On Truthful Stories

Our lives are seasoned with sayings and quotes that people have shared along the way, and they may have a greater influence than we realize. At a recent book club meeting to discuss my novel, The Truthful Story, I was asked where the title came from, and I explained how my grandmother always used to say those words in a very convincing, hushed tone as if you were the lucky one who gets to hear what comes next. She’d say to me “Now, the truthful story is…,” using that phrase to prepare me for a story or perspective that needed to be told, and in her case, a “truthful story” didn’t mean proven, scientific facts as seen by the naked eye, but rather something that far surpasses that human outcry for validation. The truthful story resonates deep within you in a way that needs no defense or explanation. It defies our struggle to apply common sense and celebrates natural instinct and insight. The truthful story exists for the pure purpose of escorting in something below the surface, and it’s different from other stories. As the character of 11-year-old Genevieve says in the novel, “You’ll recognize it because it has a special message inside of it, and if you listen close, you’ll find out what it really means. If you use its special powers, the words will jump out from the story and land inside of you and live there forever.”

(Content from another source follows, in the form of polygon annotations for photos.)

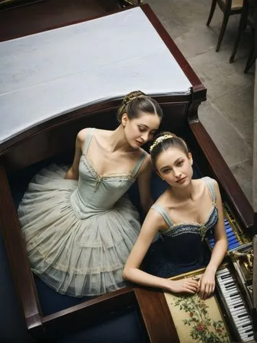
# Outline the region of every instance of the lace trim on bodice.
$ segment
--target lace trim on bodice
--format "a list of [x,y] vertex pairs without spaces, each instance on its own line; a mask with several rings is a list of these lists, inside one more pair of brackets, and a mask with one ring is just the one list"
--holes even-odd
[[101,181],[103,180],[111,180],[111,179],[117,179],[117,178],[122,178],[124,180],[135,180],[135,177],[132,174],[126,174],[126,173],[120,173],[110,175],[103,175],[101,176],[98,173],[97,170],[94,167],[92,162],[87,157],[87,155],[82,154],[80,158],[81,161],[83,162],[85,165],[89,169],[91,173],[94,175],[96,178],[96,189],[99,187]]
[[169,214],[162,205],[155,204],[152,206],[152,208],[155,209],[160,213],[161,215],[162,215],[165,222],[169,226],[169,228],[167,230],[160,231],[161,235],[175,237],[183,233],[194,233],[196,235],[200,235],[201,240],[203,241],[208,230],[216,225],[218,222],[219,213],[216,203],[216,193],[213,182],[212,179],[208,176],[202,178],[202,179],[205,181],[206,185],[208,186],[211,198],[212,200],[212,206],[206,220],[202,224],[194,222],[182,222],[179,224],[174,224]]
[[216,203],[213,203],[211,211],[208,219],[203,224],[197,222],[181,222],[172,224],[165,231],[161,231],[161,235],[170,237],[176,237],[184,233],[193,233],[200,235],[203,241],[207,232],[210,230],[218,221],[218,209]]

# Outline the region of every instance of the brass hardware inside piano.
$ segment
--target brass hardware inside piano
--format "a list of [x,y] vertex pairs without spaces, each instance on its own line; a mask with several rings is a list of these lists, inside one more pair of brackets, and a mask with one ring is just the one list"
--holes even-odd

Having said that, I’ve noticed that many writers and artists of all kinds are driven by their ‘truthful stories”. Sometimes we as observers or readers don’t know right away all that the painting or the sculpture or the film or the novel is showing us. But you know when it hits you as something powerful because you can’t shake it, and you keep coming back to it over and over, and each time you do, you take more and more from it. It really does live on inside of you forever. That’s what Ralph Waldo Emerson’s 1841 essay “Self-Reliance” did for me. My now adult children remember me quoting often from Emerson, and I started doing that early, when they were too young to understand what it meant. Somehow, though, just by the way I delivered this message to them, they knew it was important. Tucking them into bed, I would place their hands on their hearts and say, “Trust thyself. Every heart vibrates to that iron string.” I would feel their little hearts beating fast, and I would whisper in their ears a truthful story. Trust yourself, your mind, your heart, your feelings. That is what you are made of, and you are not like anyone else in the entire world. Have the courage to be the best you you can be. No one can do it better.

When I wrote The Truthful Story, I was reminded of the enormous impact that writers and artists have had on me, and the messages they have delivered to my heart—messages no one will ever be able to touch or see. And that is perfectly fine with me. In my book, after young Genevieve reads The Little Prince by Antoine de Saint-Exupéry, she asks her father about a particular passage that has been underlined. It says, “Here is my secret. It is very simple; It is only with the heart that one can see rightly; what is essential is invisible to the eye.” Genevieve’s father explains to her what he thinks it means,  “…and he said it was like how he loved me. ‘You can’t see love,’ he said, ‘but you can feel it, and you can’t live without it.’ ” And Genevieve knew exactly what he meant.